[False Positive 11528] Joomla Admin Plus Exclusion Editor Not Retaining Info

Free Modsecurity rules - Comodo Web Application Fi
1

Rule 11528 causing 403’s when in Joomla admin and saving things like configuration file or loading on certain components & modules.

I’ve also noticed with the latest version 0.33 when I add the SecRuleRemoveById 11528 to the exclusion editor that it doesn’t exclude the rule ?

/var/cpanel/cwaf/etc/httpd/global/zzz_exclude_global.conf shows the following:

Created by CWAF management application

Note! This file may be modified and any manual changes may be lost!

Date: 16/01/14 22:42:08 UTC

SecRuleRemoveById 11528

Permission on the conf is 644

Work around while I was working in Joomla was to comment out CWAF in modsec2.conf do the component install or save global config then reactivate CWAF

2

Possible it is a remote file inclusion, please provide blocked request information (URL, ARGs and Joomla module)

3

Hi Yah TDmitry,

If I remember correctly it was simple changes to Joomla’s global configuration i.e time zone etc etc then when clicking on save it bombed out.

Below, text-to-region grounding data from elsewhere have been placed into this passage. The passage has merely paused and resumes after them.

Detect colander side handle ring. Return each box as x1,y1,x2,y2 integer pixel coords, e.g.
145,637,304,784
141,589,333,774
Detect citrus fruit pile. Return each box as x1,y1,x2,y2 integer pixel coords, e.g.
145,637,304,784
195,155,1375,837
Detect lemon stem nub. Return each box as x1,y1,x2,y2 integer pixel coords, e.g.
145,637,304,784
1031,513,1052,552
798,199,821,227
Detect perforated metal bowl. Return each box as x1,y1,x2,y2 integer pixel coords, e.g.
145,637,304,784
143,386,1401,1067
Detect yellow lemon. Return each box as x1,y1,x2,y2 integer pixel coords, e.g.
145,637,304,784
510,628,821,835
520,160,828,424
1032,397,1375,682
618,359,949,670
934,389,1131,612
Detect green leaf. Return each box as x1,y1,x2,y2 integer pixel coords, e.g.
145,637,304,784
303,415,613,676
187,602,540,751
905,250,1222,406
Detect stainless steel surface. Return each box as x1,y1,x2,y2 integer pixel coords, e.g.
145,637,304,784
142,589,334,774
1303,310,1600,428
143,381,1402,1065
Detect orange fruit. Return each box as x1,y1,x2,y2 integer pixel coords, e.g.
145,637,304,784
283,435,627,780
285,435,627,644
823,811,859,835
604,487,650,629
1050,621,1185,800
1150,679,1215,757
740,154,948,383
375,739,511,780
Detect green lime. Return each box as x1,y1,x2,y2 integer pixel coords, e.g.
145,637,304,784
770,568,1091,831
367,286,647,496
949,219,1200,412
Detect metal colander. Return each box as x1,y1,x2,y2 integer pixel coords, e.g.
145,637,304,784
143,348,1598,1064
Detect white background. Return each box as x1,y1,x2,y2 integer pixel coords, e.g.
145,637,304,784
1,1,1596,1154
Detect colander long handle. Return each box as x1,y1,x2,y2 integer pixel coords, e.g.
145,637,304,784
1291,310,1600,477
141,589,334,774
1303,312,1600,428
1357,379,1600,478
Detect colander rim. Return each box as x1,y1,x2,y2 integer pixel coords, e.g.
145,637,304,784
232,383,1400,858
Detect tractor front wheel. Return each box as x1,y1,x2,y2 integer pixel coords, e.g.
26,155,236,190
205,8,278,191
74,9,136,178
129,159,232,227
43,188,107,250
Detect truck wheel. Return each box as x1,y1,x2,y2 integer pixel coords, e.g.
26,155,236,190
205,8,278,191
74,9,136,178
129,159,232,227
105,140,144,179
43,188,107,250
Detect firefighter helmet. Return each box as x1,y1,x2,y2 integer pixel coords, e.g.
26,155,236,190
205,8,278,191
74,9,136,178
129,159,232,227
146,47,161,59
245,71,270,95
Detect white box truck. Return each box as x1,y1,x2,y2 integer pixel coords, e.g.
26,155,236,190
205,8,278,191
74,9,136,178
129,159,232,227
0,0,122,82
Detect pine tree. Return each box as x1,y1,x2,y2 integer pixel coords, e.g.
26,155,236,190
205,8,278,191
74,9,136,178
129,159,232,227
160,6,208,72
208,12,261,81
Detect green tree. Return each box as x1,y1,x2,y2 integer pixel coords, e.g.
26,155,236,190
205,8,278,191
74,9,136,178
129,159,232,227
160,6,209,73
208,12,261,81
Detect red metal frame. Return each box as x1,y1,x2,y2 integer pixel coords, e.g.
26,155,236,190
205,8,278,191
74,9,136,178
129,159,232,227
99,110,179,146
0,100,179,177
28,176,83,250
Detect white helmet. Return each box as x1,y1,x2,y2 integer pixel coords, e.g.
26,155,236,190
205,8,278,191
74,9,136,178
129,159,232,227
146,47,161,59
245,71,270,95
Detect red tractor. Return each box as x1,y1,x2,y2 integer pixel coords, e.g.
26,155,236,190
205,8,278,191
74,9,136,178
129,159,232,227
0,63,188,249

Components/modules : I think we were testing the following and all failed to load until we disabled CSWAF

The sites now live so not going to mess around with it in case customer spots anything

4

Have just updated to the latest version this morning after my reply above…

Yet again the exclusion text area was blank on installing the new rules, it still didn’t remember what was there prior :frowning:
I see that rules have had their numbers changed…
20042 & 20020 are now 220042 & 220020

Unfortunately still getting the PCRE errors
Rule 7f98858 [id “220042”][file “/var/cpanel/cwaf/rules/cwaf_05.conf”][line “86”] - Execution error - PCRE limits exceeded (-8): (null).
Rule 7f8b438 [id “220020”][file “/var/cpanel/cwaf/rules/cwaf_05.conf”][line “55”] - Execution error - PCRE limits exceeded (-8): (null).

5

Exclusion manager not remembering or reading the exclusion numbers added so I’m back to having problems with the old “11528” rule which has now been renamed to “211528”. This was on a different customers web site with Joomla 3.2, using a slide show module, it would upload the image, save it etc etc as expected but as soon as you “save” the module then we get the 403 error. That’s three different web sites using different modules, one using Joomla 2.5 and the others Joomla 3.2, all being blocked as soon as the save or save & close module is clicked.

6

Next update should fix this False positive.